Torna invece, debitamente rivisto, il sistema delle indagini già presente in Odyssey. Anche qui dovremo raccogliere indizi per progredire nella narrazione, affidandoci il più delle volte alla esplorazione ambientale, altre alla semplice casualità. A riguardo, menzione di merito per il graditissimo ritorno della vista dell’aquila, nuovamente fondamentale in chiave gameplay, e della esplorazione mediante la nostra fida aquila Enkidu, in guisa di quanto accadeva nel capostipite datato 2007.
Mirage riporta, finalmente, lo stealth al centro dell’esperienza di gioco, favorendo i giocatori che, aderenti ai dettami del credo, non metteranno in pericolo, facendosi scoprire, l’essenza stessa della confraternita.
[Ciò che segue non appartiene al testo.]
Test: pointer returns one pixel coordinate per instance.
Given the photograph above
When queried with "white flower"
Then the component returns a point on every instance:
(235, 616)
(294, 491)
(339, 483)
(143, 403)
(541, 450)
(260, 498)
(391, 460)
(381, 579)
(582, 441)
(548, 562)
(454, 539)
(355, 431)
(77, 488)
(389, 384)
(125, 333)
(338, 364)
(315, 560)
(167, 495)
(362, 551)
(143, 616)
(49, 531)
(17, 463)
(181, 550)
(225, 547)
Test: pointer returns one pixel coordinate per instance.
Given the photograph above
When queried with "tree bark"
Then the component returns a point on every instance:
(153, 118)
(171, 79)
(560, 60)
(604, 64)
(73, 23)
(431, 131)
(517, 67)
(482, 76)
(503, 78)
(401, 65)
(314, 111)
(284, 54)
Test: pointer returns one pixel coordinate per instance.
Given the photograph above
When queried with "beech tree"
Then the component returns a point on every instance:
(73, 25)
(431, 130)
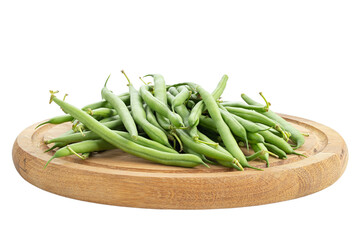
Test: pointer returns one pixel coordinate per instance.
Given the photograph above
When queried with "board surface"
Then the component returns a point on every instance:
(117, 178)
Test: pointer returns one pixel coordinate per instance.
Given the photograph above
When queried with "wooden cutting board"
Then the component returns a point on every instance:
(117, 178)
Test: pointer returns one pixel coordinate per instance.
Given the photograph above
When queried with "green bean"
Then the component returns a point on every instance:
(125, 97)
(202, 156)
(152, 119)
(235, 127)
(139, 115)
(57, 120)
(255, 137)
(184, 113)
(261, 147)
(222, 128)
(279, 142)
(190, 104)
(77, 137)
(243, 105)
(257, 118)
(173, 91)
(160, 94)
(56, 145)
(81, 147)
(213, 144)
(114, 124)
(277, 151)
(295, 135)
(248, 125)
(181, 109)
(185, 160)
(256, 155)
(200, 106)
(222, 158)
(109, 119)
(97, 114)
(121, 109)
(181, 97)
(159, 107)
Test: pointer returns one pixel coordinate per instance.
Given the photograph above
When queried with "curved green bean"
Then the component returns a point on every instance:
(121, 109)
(185, 160)
(295, 135)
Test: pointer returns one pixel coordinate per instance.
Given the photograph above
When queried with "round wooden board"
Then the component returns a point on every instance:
(117, 178)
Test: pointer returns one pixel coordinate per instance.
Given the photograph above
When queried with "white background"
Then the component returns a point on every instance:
(304, 55)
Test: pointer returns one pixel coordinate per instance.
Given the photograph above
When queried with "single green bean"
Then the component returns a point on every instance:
(222, 128)
(277, 151)
(257, 118)
(261, 147)
(246, 106)
(159, 107)
(235, 127)
(121, 109)
(139, 115)
(125, 97)
(77, 137)
(180, 98)
(200, 106)
(295, 135)
(256, 155)
(221, 158)
(279, 142)
(81, 147)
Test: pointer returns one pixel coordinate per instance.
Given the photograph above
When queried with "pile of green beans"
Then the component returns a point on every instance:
(179, 125)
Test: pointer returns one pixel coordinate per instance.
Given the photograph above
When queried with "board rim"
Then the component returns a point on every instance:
(339, 157)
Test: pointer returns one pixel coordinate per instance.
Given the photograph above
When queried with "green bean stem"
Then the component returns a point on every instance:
(295, 135)
(121, 109)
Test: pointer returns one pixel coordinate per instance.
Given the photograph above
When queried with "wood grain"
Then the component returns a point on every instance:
(117, 178)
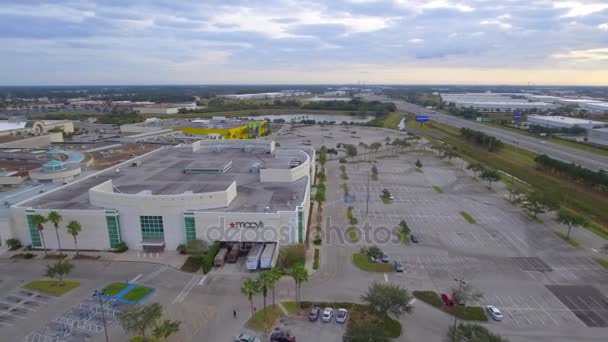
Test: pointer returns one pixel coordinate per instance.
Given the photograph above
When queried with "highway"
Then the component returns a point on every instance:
(586, 159)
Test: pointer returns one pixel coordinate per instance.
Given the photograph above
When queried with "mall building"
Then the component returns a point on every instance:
(214, 190)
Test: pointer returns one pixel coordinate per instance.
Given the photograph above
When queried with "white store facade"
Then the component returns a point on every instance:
(236, 190)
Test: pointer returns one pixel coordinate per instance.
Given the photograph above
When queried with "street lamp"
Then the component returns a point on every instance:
(99, 295)
(460, 283)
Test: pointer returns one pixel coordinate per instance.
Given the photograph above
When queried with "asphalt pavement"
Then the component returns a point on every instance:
(586, 159)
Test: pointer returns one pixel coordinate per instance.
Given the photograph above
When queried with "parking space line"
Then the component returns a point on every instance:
(533, 310)
(544, 310)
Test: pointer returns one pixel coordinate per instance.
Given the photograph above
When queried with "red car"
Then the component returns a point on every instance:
(447, 299)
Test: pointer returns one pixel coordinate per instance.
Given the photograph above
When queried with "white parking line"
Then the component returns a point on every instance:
(136, 278)
(544, 310)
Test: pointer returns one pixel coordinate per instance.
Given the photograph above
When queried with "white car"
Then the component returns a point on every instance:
(341, 315)
(327, 314)
(494, 312)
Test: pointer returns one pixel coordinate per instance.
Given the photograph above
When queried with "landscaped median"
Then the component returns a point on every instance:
(363, 262)
(465, 313)
(127, 293)
(358, 314)
(52, 287)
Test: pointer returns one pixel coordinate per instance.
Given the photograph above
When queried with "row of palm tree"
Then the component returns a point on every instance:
(267, 280)
(73, 227)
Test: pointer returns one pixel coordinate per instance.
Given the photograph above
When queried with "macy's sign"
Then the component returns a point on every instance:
(251, 225)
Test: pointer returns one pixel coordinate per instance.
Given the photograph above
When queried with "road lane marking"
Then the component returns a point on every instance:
(136, 278)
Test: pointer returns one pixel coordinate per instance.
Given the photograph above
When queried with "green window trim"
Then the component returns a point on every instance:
(152, 226)
(300, 225)
(113, 224)
(34, 233)
(189, 228)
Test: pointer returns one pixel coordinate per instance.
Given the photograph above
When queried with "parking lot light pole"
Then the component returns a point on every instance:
(460, 283)
(103, 315)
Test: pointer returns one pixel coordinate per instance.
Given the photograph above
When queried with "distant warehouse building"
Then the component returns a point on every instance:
(563, 122)
(240, 191)
(598, 136)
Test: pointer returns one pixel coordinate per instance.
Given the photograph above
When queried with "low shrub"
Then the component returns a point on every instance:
(13, 244)
(315, 263)
(121, 247)
(208, 258)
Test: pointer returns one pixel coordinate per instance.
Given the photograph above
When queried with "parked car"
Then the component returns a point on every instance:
(447, 299)
(341, 315)
(328, 313)
(314, 314)
(245, 337)
(281, 336)
(494, 312)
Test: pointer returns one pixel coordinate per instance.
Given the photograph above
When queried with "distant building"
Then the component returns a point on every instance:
(564, 122)
(492, 102)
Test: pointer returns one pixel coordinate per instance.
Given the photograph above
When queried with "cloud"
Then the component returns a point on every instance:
(496, 22)
(162, 41)
(580, 9)
(589, 55)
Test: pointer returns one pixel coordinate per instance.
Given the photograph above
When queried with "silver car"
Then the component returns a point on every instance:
(328, 313)
(494, 312)
(341, 315)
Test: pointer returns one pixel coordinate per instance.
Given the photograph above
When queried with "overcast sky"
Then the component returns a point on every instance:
(336, 41)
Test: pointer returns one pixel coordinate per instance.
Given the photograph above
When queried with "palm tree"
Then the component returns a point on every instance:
(299, 275)
(250, 288)
(74, 228)
(55, 218)
(276, 274)
(264, 281)
(38, 220)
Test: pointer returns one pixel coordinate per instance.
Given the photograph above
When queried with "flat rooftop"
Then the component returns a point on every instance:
(565, 119)
(162, 173)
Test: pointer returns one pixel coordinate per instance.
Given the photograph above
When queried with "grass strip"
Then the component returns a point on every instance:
(114, 288)
(257, 322)
(564, 237)
(52, 287)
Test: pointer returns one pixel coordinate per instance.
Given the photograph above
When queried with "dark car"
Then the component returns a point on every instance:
(314, 314)
(281, 336)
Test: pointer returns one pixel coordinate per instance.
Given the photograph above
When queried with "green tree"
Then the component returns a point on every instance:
(196, 248)
(571, 219)
(166, 329)
(39, 221)
(265, 281)
(387, 298)
(55, 218)
(139, 318)
(365, 332)
(74, 228)
(472, 333)
(299, 275)
(490, 176)
(59, 270)
(250, 288)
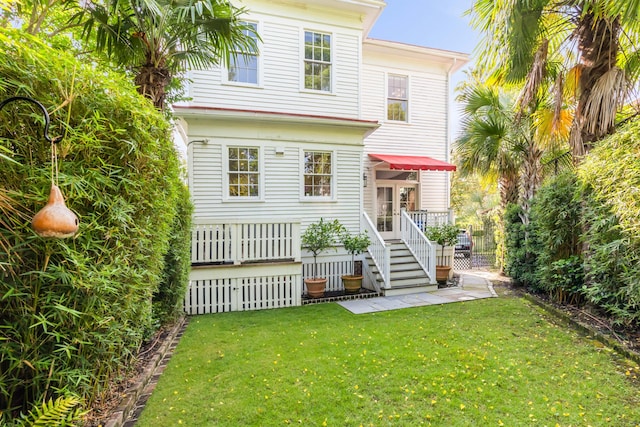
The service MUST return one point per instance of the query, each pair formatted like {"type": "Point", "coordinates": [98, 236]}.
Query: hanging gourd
{"type": "Point", "coordinates": [55, 219]}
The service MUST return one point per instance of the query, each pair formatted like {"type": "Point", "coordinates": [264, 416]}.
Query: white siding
{"type": "Point", "coordinates": [425, 133]}
{"type": "Point", "coordinates": [282, 172]}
Il combat system, schematicamente derivato dai primi episodi della saga, vede invece parry e schivata, come parte integrante della esperienza di gioco, minuscola eredità della trilogia action appena conclusasi.
Credo Cross-gen
Assassin’s Creed Mirage è una esperienza videoludica di tutto rispetto, progettata però in piena guisa cross-gen, a ben tre anni dal debutto delle macchine da gioco di nuova generazione. Questa scelta, comprensibile e rispettabile in ottica commerciale, si riflette però sulla mancata “unicità” del prodotto finale, che ha dovuto sottostare a diverse limitazioni per poter girare su un parco macchine così diversificato.
Ciò non vuol dire che l’ultimo nato in casa Ubisoft Bordeaux sia un brutto gioco, tutt’altro! Assassin’s Creed Mirage è un prodotto dotato di un carattere tutto suo, progettato specificamente per una utenza old-school. Questa “destinazione d’uso” ha tarpato il “coraggio” degli sviluppatori, che han preferito rifugiarsi in una comfort zone ben delimitata, rischiando il meno possibile.
Assassin’s Creed Mirage, provato su Xbox Series X, dispone di due modalità grafiche, prestazioni e qualità, volte ciascuna a privilegiare, la prima una esperienza di gioco fluida, la seconda una maggiore fedeltà grafica. Mentre la modalità prestazioni garantisce, a fronte di una risoluzione dinamica, un framerate di 60fps, quella qualità fatica a tenere i 30fps nelle situazioni più concitate.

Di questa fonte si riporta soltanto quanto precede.